Lavorando in ambito linguistico, sento spesso parlare di metodi di apprendimento o di insegnamento, più o meno rapidi, soprattutto per quanto riguarda la lingua inglese, croce e delizia di tanti studenti e lavoratori.

Eppure molti italiani fanno ancora fatica. Dopo anni passati sui banchi di scuola a studiare le regole grammaticali della lingua inglese, dopo ore e ore di esercizi o di analisi di testi letterari, non si riesce a raggiungere il livello di padronanza auspicato.

Sembra una tendenza comune ai paesi mediterranei, ma nel caso specifico mi sono concentrata sull'Italia e la riflessione è nata dall'osservazione del linguaggio utilizzato sui cosiddetti social media.

La frase in inglese, postata con l'intenzione di creare un effetto o di attirare l'attenzione, potrebbe rivelarsi una pericolosa arma a doppio taglio, soprattutto se scorretta. 

Se l'errore in questione viene fatto in una frase pubblicata su Facebook, che commenta un viaggio, un'uscita o una qualsivoglia altra esperienza, è possibile contare sulla benevolenza dei propri amici, che perdoneranno la distrazione o l'inesattezza (attenti, però, a non avere amici linguisti!!), ma se si tratta di un profilo professionale o di un profilo personale, ma di una persona presente sui social anche con un attività professionale, allora bisogna fare molta attenzione all'effetto boomerang.

La professionalità e l'immagine di una persona, soprattutto sui social dove la presenza è solo virtuale, passa anche dalla cura del materiale pubblicato e dalla forma attraverso la quale viene presentato un certo contenuto e se tale contenuto presenta errori, anche in brevi frasi che dovrebbero suscitare un qualche effetto nel lettore, il risultato potrebbe non essere quello desiderato.

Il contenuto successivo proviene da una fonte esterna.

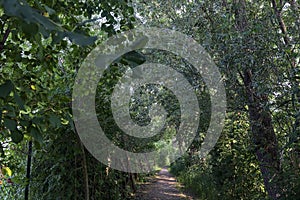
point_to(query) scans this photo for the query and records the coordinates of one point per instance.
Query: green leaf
(54, 121)
(6, 88)
(35, 133)
(80, 39)
(10, 124)
(49, 10)
(16, 136)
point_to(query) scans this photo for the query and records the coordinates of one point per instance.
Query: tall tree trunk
(263, 134)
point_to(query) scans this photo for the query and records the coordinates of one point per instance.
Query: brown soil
(162, 187)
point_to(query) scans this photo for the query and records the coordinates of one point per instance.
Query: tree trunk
(263, 134)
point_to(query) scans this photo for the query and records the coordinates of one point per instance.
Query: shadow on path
(163, 187)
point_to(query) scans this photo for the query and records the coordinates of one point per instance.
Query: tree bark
(263, 134)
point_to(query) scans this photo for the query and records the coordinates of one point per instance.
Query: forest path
(162, 187)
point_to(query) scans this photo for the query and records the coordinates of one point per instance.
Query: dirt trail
(162, 187)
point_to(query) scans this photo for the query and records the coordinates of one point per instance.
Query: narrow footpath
(162, 187)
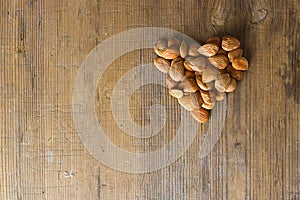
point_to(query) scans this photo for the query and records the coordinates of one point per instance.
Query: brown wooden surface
(42, 46)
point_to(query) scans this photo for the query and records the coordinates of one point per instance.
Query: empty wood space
(44, 43)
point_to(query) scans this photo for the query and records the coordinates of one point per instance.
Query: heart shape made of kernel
(198, 76)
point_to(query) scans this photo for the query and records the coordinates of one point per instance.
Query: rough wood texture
(42, 45)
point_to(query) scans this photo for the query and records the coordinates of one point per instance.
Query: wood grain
(43, 43)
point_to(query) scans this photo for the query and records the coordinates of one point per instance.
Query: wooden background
(43, 43)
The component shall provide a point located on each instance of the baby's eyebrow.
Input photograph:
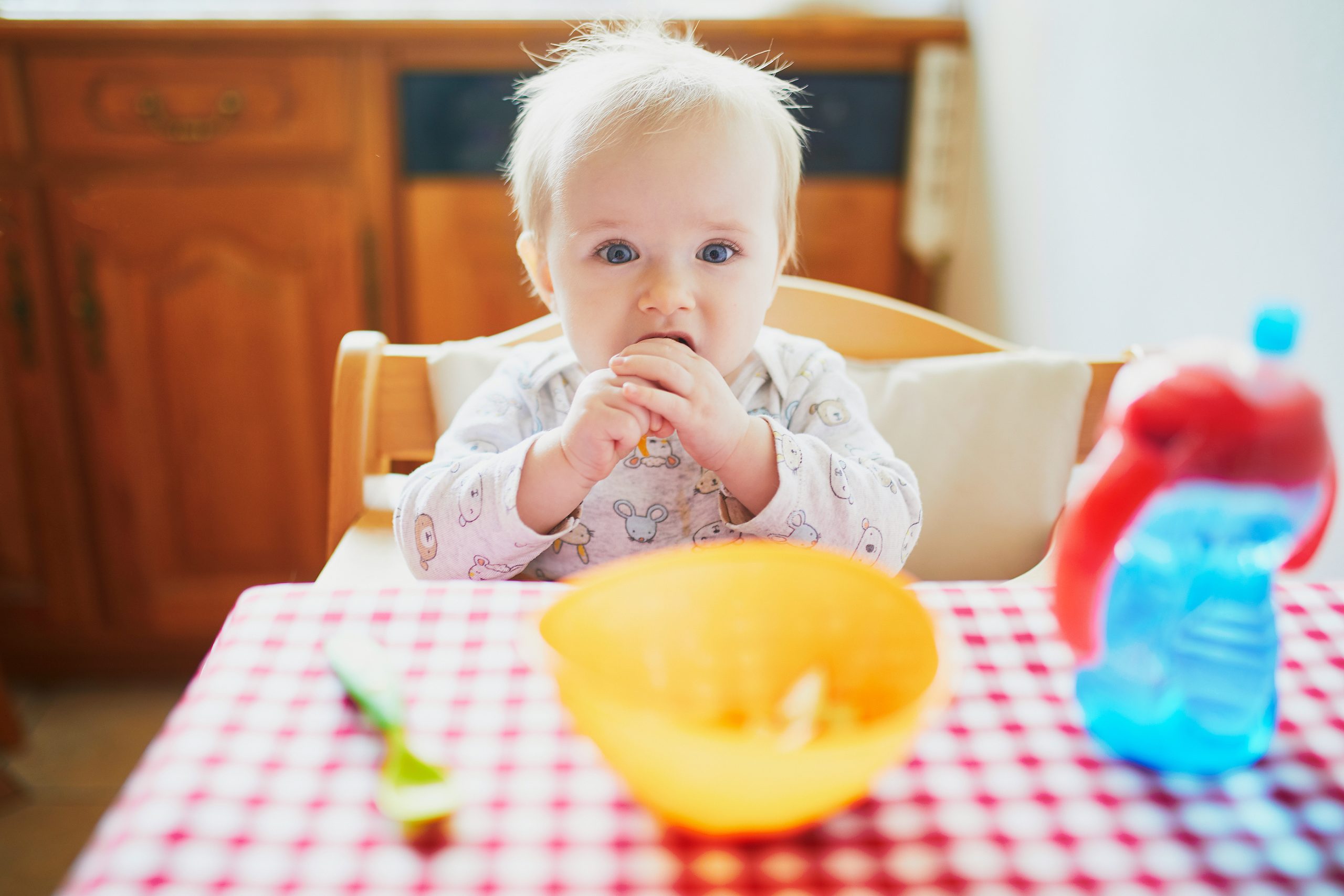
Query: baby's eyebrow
(731, 226)
(721, 226)
(598, 225)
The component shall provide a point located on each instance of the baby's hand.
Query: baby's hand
(671, 381)
(604, 425)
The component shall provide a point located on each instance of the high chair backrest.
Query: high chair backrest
(383, 410)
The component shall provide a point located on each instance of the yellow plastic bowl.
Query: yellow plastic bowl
(666, 660)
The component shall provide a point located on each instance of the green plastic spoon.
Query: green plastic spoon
(411, 790)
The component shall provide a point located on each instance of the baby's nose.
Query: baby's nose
(667, 293)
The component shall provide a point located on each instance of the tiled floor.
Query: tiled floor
(82, 741)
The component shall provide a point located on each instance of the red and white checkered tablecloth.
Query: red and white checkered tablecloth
(262, 778)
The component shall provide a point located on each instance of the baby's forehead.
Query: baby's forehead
(714, 178)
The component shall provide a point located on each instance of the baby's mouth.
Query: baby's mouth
(678, 338)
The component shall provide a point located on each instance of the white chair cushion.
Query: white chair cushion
(991, 437)
(455, 371)
(992, 440)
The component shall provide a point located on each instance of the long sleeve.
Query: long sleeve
(457, 516)
(841, 484)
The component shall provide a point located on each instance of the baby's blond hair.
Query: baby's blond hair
(640, 78)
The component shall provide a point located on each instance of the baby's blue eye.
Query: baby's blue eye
(617, 253)
(717, 253)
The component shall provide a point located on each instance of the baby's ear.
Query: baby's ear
(534, 260)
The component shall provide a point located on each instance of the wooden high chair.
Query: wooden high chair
(382, 409)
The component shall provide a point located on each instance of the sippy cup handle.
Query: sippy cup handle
(1316, 531)
(1089, 532)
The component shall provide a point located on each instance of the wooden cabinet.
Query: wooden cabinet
(174, 105)
(205, 323)
(46, 573)
(194, 214)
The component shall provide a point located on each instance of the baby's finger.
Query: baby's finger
(663, 430)
(656, 368)
(673, 407)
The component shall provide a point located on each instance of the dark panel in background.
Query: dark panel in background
(459, 123)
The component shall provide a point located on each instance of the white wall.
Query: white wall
(1150, 170)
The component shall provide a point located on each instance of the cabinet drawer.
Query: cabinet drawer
(190, 107)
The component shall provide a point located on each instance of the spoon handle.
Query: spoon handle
(368, 675)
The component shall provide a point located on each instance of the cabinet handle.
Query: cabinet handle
(20, 307)
(371, 288)
(88, 307)
(182, 129)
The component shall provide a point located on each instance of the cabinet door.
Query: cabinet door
(203, 331)
(45, 568)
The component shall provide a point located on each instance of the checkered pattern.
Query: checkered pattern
(262, 778)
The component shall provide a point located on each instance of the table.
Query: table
(262, 778)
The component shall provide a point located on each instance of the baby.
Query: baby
(656, 188)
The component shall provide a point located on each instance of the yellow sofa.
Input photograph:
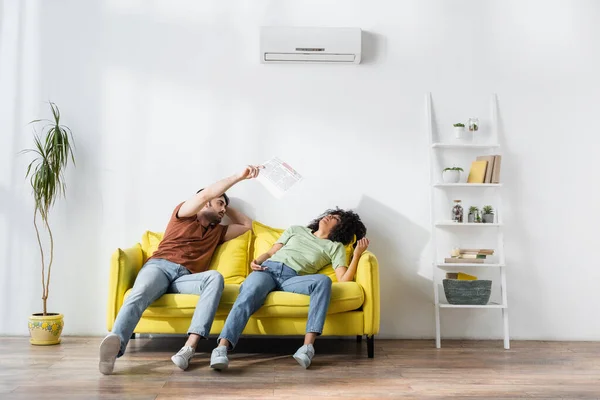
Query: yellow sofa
(353, 310)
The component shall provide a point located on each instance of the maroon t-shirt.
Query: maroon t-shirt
(186, 242)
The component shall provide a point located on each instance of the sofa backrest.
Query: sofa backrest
(231, 258)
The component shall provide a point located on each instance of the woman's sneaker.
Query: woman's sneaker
(304, 355)
(109, 349)
(218, 358)
(183, 357)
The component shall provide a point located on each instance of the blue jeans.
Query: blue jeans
(277, 276)
(158, 277)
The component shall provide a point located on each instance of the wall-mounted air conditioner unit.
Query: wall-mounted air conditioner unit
(310, 45)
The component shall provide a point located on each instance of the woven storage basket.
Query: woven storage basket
(467, 292)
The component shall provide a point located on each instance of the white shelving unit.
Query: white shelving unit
(439, 224)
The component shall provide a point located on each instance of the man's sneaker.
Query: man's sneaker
(109, 348)
(304, 355)
(218, 358)
(183, 357)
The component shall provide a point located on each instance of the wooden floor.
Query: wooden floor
(263, 368)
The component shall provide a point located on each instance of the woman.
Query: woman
(291, 265)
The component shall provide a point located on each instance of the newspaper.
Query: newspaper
(278, 177)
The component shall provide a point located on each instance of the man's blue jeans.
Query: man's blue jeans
(158, 277)
(277, 276)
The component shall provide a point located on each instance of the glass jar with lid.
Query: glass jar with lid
(457, 211)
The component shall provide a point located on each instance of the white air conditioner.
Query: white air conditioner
(310, 45)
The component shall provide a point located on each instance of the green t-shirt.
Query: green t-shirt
(307, 254)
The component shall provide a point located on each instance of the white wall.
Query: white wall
(166, 97)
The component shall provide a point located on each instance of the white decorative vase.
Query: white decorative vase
(451, 176)
(459, 132)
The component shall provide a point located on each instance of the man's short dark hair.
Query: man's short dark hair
(224, 196)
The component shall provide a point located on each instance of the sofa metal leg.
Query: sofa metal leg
(370, 346)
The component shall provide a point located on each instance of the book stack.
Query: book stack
(461, 276)
(470, 256)
(486, 169)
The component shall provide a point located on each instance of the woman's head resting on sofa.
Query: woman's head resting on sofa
(341, 225)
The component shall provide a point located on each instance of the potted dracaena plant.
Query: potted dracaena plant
(53, 149)
(487, 214)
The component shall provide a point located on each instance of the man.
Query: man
(180, 265)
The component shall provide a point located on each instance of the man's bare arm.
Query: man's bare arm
(194, 204)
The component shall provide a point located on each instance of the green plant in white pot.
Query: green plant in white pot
(53, 150)
(451, 174)
(459, 130)
(474, 215)
(487, 214)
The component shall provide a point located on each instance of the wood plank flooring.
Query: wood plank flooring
(263, 368)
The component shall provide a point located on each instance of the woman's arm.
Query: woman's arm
(344, 274)
(255, 264)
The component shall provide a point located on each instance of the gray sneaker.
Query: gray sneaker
(183, 357)
(109, 348)
(304, 355)
(218, 358)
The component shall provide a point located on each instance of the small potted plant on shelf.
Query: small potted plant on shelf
(459, 130)
(474, 214)
(451, 174)
(488, 214)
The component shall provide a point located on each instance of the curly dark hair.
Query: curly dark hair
(349, 225)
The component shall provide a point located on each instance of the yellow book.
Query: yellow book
(477, 173)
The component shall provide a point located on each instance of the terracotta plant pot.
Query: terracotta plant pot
(45, 329)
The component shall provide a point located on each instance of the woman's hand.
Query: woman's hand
(251, 171)
(256, 266)
(361, 246)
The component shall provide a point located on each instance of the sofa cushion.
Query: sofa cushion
(266, 236)
(345, 296)
(230, 259)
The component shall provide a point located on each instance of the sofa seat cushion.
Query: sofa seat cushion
(345, 296)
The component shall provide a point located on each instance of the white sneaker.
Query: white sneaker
(218, 358)
(304, 355)
(183, 357)
(109, 348)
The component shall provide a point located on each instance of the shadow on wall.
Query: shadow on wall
(406, 296)
(373, 47)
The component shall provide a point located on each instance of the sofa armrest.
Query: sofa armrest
(367, 276)
(124, 266)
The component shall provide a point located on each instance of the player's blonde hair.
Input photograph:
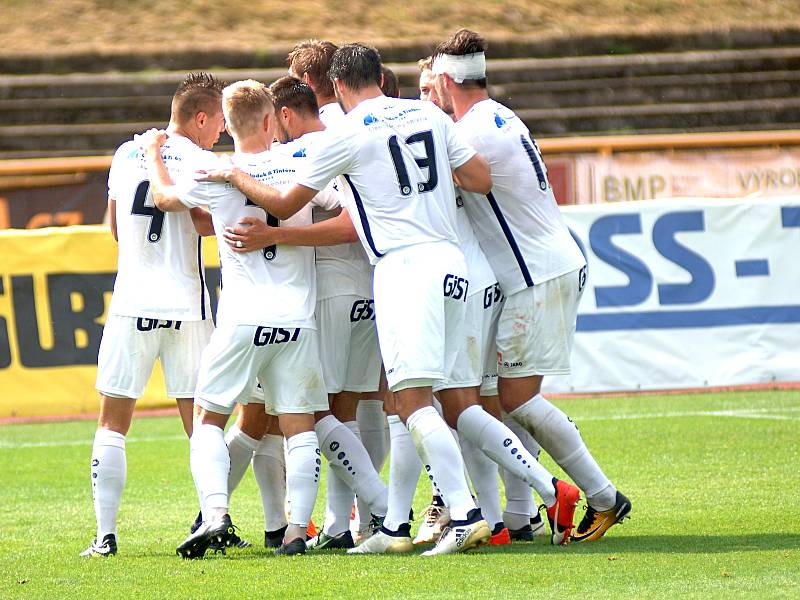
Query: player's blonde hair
(245, 103)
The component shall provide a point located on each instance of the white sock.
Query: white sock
(520, 491)
(302, 476)
(483, 474)
(373, 427)
(347, 456)
(404, 470)
(109, 470)
(240, 447)
(441, 453)
(502, 446)
(269, 467)
(210, 464)
(561, 439)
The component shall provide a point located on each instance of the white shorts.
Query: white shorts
(537, 325)
(129, 349)
(476, 364)
(285, 361)
(493, 301)
(351, 361)
(420, 304)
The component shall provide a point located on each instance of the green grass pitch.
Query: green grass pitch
(714, 480)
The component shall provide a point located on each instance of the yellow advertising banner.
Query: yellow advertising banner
(55, 288)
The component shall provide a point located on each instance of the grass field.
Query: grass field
(713, 478)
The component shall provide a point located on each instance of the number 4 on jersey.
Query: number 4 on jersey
(140, 208)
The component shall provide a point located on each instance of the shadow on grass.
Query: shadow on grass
(663, 544)
(666, 544)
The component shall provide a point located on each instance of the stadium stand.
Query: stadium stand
(642, 92)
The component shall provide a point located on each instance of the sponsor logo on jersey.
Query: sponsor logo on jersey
(455, 287)
(275, 335)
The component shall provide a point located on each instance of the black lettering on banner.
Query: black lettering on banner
(65, 319)
(141, 208)
(427, 162)
(492, 295)
(5, 345)
(145, 324)
(582, 275)
(275, 335)
(362, 310)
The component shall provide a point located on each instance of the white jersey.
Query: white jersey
(478, 268)
(274, 286)
(343, 269)
(396, 156)
(518, 225)
(160, 271)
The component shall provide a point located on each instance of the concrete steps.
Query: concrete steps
(744, 89)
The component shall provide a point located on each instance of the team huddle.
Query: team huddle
(386, 264)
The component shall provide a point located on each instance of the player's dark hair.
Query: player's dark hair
(313, 58)
(357, 66)
(461, 43)
(198, 92)
(295, 94)
(391, 85)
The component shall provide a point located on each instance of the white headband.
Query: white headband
(467, 66)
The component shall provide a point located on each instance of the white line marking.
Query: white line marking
(743, 413)
(4, 445)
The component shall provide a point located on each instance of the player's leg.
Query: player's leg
(269, 468)
(351, 470)
(361, 394)
(124, 364)
(335, 326)
(227, 370)
(405, 468)
(549, 313)
(181, 345)
(293, 388)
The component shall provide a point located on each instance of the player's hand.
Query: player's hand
(250, 234)
(223, 173)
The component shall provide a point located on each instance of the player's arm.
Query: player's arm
(474, 176)
(280, 204)
(165, 195)
(201, 219)
(255, 234)
(112, 217)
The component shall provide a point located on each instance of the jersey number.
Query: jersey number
(155, 214)
(270, 252)
(532, 150)
(429, 162)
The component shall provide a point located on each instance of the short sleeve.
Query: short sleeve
(118, 167)
(330, 157)
(328, 198)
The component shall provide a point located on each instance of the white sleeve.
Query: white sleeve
(117, 168)
(330, 158)
(193, 193)
(329, 197)
(458, 150)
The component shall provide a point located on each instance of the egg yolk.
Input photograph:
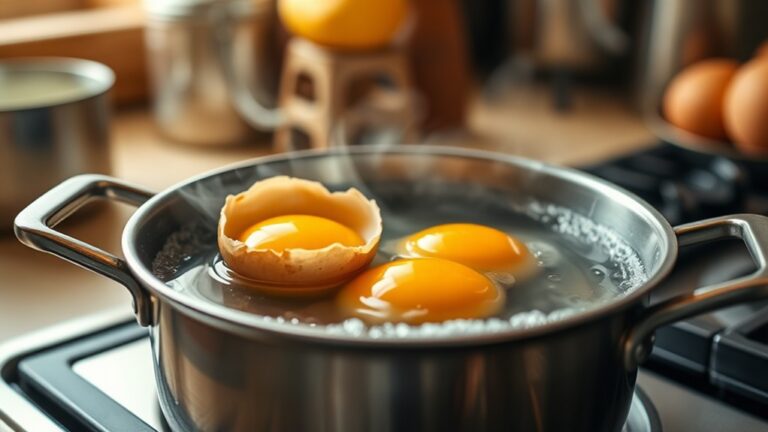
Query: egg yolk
(480, 247)
(420, 290)
(298, 232)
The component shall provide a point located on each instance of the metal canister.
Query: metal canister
(54, 123)
(212, 68)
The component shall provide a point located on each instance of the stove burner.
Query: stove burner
(725, 351)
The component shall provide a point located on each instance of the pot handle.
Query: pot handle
(753, 230)
(34, 227)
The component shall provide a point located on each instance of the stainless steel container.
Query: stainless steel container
(54, 123)
(219, 368)
(212, 68)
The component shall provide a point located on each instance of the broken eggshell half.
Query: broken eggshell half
(296, 272)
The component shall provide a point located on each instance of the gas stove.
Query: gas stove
(706, 374)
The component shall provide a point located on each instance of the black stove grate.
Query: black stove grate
(725, 353)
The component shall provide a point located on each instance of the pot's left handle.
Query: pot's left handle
(753, 231)
(34, 227)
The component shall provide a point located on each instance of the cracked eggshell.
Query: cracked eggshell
(298, 270)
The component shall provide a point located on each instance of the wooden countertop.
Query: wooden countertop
(38, 290)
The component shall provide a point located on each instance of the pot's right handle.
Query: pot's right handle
(34, 227)
(753, 230)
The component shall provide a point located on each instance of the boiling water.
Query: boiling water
(582, 265)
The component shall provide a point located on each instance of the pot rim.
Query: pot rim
(247, 323)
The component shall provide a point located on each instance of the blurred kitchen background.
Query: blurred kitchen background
(197, 83)
(202, 83)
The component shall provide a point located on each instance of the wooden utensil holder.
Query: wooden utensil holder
(322, 89)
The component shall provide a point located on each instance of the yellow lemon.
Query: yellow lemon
(345, 24)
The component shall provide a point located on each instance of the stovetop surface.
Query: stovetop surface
(706, 374)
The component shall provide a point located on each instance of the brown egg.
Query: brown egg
(762, 50)
(294, 237)
(694, 99)
(746, 107)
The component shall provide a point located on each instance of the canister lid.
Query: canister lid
(181, 9)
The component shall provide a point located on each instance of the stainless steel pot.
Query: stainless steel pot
(222, 369)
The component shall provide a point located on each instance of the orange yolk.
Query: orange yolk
(298, 232)
(477, 246)
(420, 290)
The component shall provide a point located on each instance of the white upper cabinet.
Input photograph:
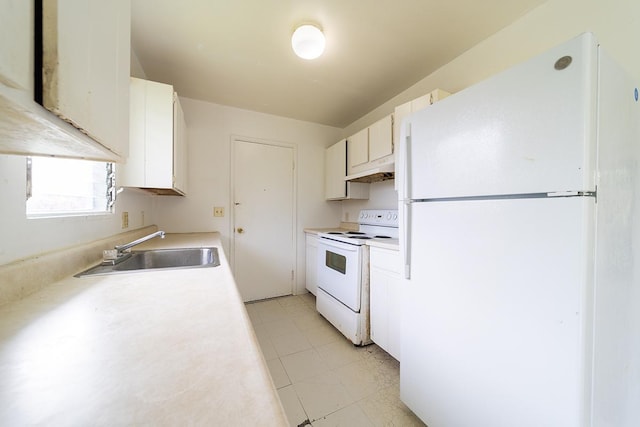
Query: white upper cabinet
(359, 149)
(158, 148)
(16, 43)
(86, 49)
(86, 67)
(335, 167)
(381, 139)
(370, 149)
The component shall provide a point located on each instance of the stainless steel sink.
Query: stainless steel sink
(159, 259)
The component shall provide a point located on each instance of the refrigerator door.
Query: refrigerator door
(496, 310)
(529, 129)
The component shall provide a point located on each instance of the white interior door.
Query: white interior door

Sarebbe bene, dunque, iniziare a curare i dettagli anche nelle comunicazioni brevi, temporanee, destinate a scomparire tra mille e mille post ma che, se visualizzate tra qualche tempo da persone che non ne conoscono personalmente l'autore, comunichino la sua attenzione per il messaggio pubblicato. L'attenzione e l'amore inizia dalle piccole cose e si riflette in quelle grandi. A volte siamo accusati di essere approssimativi e non troppo disciplinati: cominciamo dai dettagli e dimostriamo che si può cambiare. Si dice che i social media stiano cambiando il modo di comunicare, rendendo tutto troppo veloce e stringato: cogliamo l'occasione per imparare ad essere concisi, ma corretti ed efficaci.